There are two good reasons why your concrete mixer slump meter should use a watt transducer and not just measure Amps:
An Ammeter (or electrical current meter) measures the current drawn by your mixer motor during mixing of a full batch of concrete. As the aggregates and cement flow into the mixer, the current, and the power drawn by the motor(s) increases. When water mixes into the other ingredients, the current and power increase even more. It peaks when the mix reaches a doughy consistency, or “zero slump”. As the concrete starts to flow, it now has a “slump” value and the current or power starts to decrease in proportion to the flow characteristics of the mix. This drop in current and power is dramatic, with a small amount of extra water giving a large drop in resistance to the motion of the paddles. The “Slump Meter” in your Batch Controller measures current or power to detect this drop and, as a result, control the quantity of water to give the desired slump.
Why not use an ammeter?
If you use an ammeter to measure the slump, the current measurement is inversely proportional to the voltage and if the voltage drops, the current will rise. This is a simple fact of the way electric motors work. Not so obvious but equally critical, as the load on the motor increases, the phase angle decreases and the power factor increases. These terms and their explanation are more complex than I can describe in a short article. The result, however, is to reduce the range of the ammeter from no load to full load on the motor. In effect, it limits the sensitivity of the meter.

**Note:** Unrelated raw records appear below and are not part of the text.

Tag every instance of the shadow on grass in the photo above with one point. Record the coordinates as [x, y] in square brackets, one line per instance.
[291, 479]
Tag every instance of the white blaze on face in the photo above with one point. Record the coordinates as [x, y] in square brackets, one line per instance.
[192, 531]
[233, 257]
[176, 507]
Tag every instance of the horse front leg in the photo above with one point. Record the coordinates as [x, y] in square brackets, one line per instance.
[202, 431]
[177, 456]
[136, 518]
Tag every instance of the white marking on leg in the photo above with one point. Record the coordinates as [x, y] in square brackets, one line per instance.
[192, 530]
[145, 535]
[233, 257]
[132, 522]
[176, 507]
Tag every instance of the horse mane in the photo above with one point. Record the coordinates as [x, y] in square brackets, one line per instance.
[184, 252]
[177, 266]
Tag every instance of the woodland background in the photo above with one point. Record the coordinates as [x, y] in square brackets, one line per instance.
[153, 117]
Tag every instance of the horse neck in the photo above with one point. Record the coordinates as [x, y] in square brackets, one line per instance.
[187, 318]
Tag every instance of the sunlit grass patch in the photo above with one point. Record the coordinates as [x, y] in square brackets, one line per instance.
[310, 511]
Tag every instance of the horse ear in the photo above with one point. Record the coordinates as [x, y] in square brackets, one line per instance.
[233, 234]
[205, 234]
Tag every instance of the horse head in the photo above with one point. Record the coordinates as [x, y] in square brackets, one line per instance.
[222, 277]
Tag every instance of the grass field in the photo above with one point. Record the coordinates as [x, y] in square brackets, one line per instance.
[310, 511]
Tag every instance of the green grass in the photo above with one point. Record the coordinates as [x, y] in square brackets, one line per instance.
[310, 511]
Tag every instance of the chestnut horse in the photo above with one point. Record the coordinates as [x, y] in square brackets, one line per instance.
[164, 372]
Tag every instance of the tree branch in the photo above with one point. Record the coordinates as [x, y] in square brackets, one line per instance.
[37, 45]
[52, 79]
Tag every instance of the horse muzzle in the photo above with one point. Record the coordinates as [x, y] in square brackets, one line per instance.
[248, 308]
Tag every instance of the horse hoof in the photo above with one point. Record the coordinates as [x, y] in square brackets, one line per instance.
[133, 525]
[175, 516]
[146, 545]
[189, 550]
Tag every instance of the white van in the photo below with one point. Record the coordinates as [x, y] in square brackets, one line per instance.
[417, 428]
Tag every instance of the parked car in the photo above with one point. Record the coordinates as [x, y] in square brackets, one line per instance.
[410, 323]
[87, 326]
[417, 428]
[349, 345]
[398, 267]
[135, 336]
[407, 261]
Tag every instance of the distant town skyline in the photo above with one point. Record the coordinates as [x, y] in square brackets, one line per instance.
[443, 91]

By multiplying volts and amps we can make the result, VA, independent of the applied voltage and remove one problem. But when true motor power, Watts, is used, we now get a larger variation from no load to full load. As a result, we get more sensitivity from the slump meter.
A Watt Transducer is better
The measurement of true motor power is more expensive, but the result is worth the extra cost. Instead of a simple ammeter or current transducer, we now need a more complex electronic box. The watt transducer measures true rms volts, true rms amps and phase angle. In addition, we need a voltage step-down transformer and one or two current transformers. The cables carrying the motor power are threaded through these. The transducer sends its output to a panel meter or, more often, the PLC or control system for the batch plant. The control system then compares the motor power, as we add water to the mixer, to the setting for the desired slump value. It either controls the water directly or, more usually, monitors the slump after the addition of the calculated volume of water.
Scale-Tron’s BatchTron control system operates in this way. It has a watt transducer as its slump meter and a bar-graph displayed on the touch screen, next to the mixer symbol. The operator can check the motor power from this bar-graph and optionally he can set upper and lower limits to warn if the slump is too high or low. Because it uses a watt transducer, it is sensitive and independent of the supply voltage.